Greek and Turkish Cypriot leaders are due to resume U.N.-sponsored peace
talks next week. The talks were canceled after a border-spat between
Turkish Cypriot police and Greek Cypriot pilgrims. If successful, these
peace talks, which have been running since last September, could
formally end the 35-year division of the island.
President Demetris Christofias, who represents the Greek Cypriot community, will meet Turkish Cypriot leader Mehmet Ali Talat on September 10.
The Greek Cypriots canceled the latest session Thursday after Turkish Cypriot authorities held up a bus convoy of Greek pilgrims for lengthy security checks as they sought to cross the dividing line between the communities. The Greek Cypriots had been headed for a religious service in a church in the Morphu area.
The man who took the decision to pull the plug on the talks is Greek Cypriot Presidential Commissioner George Iacovou. He says the incident had soured the atmosphere and time was needed for reflection.
"I think the atmosphere was very charged, the atmosphere we require for the talks is one of tranquility, one of understanding and we thought this didn't prevail and we thought we both need time to reach that tranquil atmosphere - so we said we would postpone that meeting," said Iacovou.
Australia's former foreign minister Alexander Downer is the U.N. special envoy for Cyprus. He expressed disappointment at the development, but remained upbeat.
"Obviously we are disappointed with the events that have happened over the last couple of days, I've made that clear," he said. "There's been a bump in the road here, but it will be good to get back to the talks - there will be good days and bad days, as there always are in these sorts of negotiations.
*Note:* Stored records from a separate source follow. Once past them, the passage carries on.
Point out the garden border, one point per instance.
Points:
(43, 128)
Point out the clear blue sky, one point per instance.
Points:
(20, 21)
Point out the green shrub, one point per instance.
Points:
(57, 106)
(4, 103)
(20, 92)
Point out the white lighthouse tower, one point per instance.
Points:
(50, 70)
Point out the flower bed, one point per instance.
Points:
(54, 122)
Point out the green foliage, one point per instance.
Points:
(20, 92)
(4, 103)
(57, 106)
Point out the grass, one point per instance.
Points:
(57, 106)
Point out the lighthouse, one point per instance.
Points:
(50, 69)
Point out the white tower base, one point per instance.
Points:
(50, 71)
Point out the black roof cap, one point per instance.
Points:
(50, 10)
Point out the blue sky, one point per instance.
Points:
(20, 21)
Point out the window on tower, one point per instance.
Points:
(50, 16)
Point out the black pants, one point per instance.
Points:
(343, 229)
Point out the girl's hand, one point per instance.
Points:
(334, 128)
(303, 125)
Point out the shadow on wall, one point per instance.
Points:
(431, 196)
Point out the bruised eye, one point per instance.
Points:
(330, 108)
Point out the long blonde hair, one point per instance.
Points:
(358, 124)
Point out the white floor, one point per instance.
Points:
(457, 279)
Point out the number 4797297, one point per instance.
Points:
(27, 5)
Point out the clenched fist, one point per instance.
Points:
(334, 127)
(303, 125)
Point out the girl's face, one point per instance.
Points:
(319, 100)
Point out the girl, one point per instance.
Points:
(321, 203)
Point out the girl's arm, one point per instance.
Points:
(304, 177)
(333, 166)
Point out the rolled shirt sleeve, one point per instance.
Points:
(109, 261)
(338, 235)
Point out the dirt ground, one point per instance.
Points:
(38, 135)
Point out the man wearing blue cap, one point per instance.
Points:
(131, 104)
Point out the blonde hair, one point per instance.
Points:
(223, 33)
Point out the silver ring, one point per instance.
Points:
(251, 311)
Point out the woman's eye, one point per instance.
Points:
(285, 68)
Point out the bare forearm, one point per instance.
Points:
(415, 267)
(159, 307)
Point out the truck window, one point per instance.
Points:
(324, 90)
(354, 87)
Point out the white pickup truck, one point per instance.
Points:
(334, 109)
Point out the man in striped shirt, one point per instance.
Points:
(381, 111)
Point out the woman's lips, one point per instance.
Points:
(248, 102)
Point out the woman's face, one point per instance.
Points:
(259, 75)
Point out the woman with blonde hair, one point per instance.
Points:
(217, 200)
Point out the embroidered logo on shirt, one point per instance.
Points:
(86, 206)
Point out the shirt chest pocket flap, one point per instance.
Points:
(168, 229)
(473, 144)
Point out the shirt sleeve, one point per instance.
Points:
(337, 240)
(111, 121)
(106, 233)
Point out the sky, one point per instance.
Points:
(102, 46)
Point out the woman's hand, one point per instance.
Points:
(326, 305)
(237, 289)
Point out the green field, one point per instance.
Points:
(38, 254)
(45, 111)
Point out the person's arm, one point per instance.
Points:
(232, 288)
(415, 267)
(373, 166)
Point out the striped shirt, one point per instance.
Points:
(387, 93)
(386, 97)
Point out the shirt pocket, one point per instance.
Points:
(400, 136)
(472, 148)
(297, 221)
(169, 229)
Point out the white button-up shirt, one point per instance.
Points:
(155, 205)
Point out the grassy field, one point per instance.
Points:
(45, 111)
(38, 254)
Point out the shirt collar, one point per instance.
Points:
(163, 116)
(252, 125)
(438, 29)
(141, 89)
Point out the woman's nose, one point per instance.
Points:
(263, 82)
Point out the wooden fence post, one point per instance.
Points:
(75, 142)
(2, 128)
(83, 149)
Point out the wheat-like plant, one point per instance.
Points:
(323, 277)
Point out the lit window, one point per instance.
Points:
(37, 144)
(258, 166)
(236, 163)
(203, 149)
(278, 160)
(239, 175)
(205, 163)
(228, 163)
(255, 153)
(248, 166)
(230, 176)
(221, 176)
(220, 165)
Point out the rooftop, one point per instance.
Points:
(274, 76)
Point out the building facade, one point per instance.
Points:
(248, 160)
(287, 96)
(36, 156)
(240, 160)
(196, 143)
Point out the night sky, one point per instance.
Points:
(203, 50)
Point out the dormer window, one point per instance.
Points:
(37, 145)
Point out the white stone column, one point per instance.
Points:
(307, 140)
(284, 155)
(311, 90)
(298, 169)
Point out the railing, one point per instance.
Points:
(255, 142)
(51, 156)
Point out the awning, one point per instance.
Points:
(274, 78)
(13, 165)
There is a lot at stake here; there is the future of Cyprus at stake here, so this is not a small matter."
The leaders are under pressure to achieve a breakthrough before the EU summit in December, when Turkey could be sanctioned for its refusal to open its ports and airports to Cypriot traffic.
Turkey's bid to join the European Union hinges on a peace deal in Cyprus.
The Turkish Cypriot north and the Greek Cypriot south have been engaged in U.N.-led comprehensive negotiations since late last year.
Cyprus has been divided since 1974, when Turkish troops invaded the island in response to a coup in Nicosia by supporters of a union with Greece.